Genetic factors influencing TL have been identified by multiple genome-wide association studies, both in healthy and in diseased populations11,12. Single nucleotide variations (SNVs) in several loci, such as telomerase components TERT and TERC, and others (OBFC1, RTEL1, etc.) have been linked to TL11,24,25. For many loci, however, the identified associations with telomere length are either irreproducible in other cohorts or show population-specificity26. Additionally, a number of environmental factors, such as stress, exposure to oxidative agents, smoking, alcohol consumption and lifestyle, all affect telomere attrition rate13,14.
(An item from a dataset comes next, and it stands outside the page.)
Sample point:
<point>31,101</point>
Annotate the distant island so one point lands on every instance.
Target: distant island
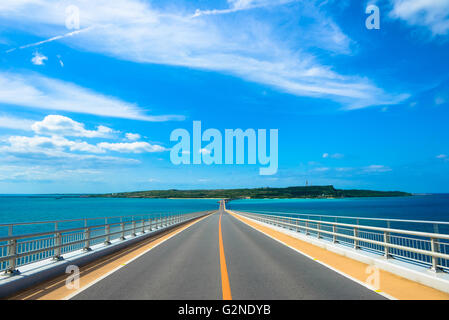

Finally, while telomere length regulation and environmental factors affect TL variability in a lifetime of a single individual, TL variability between individuals is also largely explained by inheritance of parental telomeres and variable TLs at birth, with a stronger link between offspring and either father’s27, or mother’s28 TL. Additionally, paternal (PAC) and maternal (MAC) ages at conception also affect TL in the offspring29. This has mostly been shown for PAC, and explained by relatively longer TL in the sperm of older males27,30,31. A recent study has simulated this effect across many generations and has suggested this as a mechanism for adaptation to cancer32.

Overall, based on their importance in healthy ageing and in regulation of basic cellular functionality, telomeres are being extensively studied for their role in development of age-related diseases, cancers and reproduction6,10,24,25. Involvement of multiple genetic and environmental factors and heritability of TL largely complicates investigation of TL regulation and necessitates multi-factor analysis. We have previously studied TL in the South Asian population, based on whole genome sequencing (WGS) data. In this population, we have identified TL-associated loci in the ADARB2 gene, but did not reveal relation of TL with age23. That dataset, however, did not allow for analysis of TL inheritance patterns. Here, we make use of whole-blood derived DNA sequencing data generated by the Genome of the Netherlands (GoNL) project that involves WGS and SNV datasets from 250 families, comprising trios of a mother, a father and a child. Importantly, this dataset was annotated not only for ages of individuals at the time of data collection, but also for parental ages at conception33. We have measured mean telomere length (MTL) from WGS data using Computel34, and have performed a number of regression analyses to identify age association and inheritance patterns of MTL in the Dutch population, and to reveal MTL-associated genomic loci.

Results

Population stratification

Principal component analysis on SNVs was previously performed by the GoNL consortium33. They had identified a subtle substructure of the population according to geographical origin of the individuals (along the north-south axis of the Netherlands). However, there were no distinct clusters and the first and the second principal components explained very little variation in the genotype data (~0.25% and ~0.24%, respectively). Therefore, we have performed downstream association analyses with the assumption of a homogenous population.

Regression analysis

In the studied population, MTL ranged from as low as 1.7 to 12 kbp in length. Multiple linear regression (MLR) analysis (with the model MTL ~Age + Sex) on all study subjects, including the MTL of parents and children, has shown that age is negatively correlated with MTL (adjusted R2 = 0.14, p value < 2.2e-16), with an estimated attrition rate of ~ 40 bp per year, in agreement with prior observations10,35 (Fig. 1). On the other hand, contrary to studies commonly reporting longer telomeres in adult women compared to men36, in our cohort sex was not a significant predictor of MTL. Even though females on average had longer telomeres in our population (5.9 ± 1.6 kb in females versus 5.7 ± 1.6 kb in males, t-test p value = 0.03), this is likely due to age differences, as women were generally younger than men (by 4 years, t test p value < 0.001). Indeed, this difference was gone after adjustment for age by testing the mean difference in MTLs between males and females in each age group (females on average had 200 bp longer MTL, but with t-test p value 0.24).

Figure 1
figure 1

Negative association of telomere length with age. Combined analysis of children and parents shows ~40 bp reduction in MTL per year. Sex was not significantly associated with MTL after adjustment for age. Overall, age explains only 14% of MTL variability among individuals.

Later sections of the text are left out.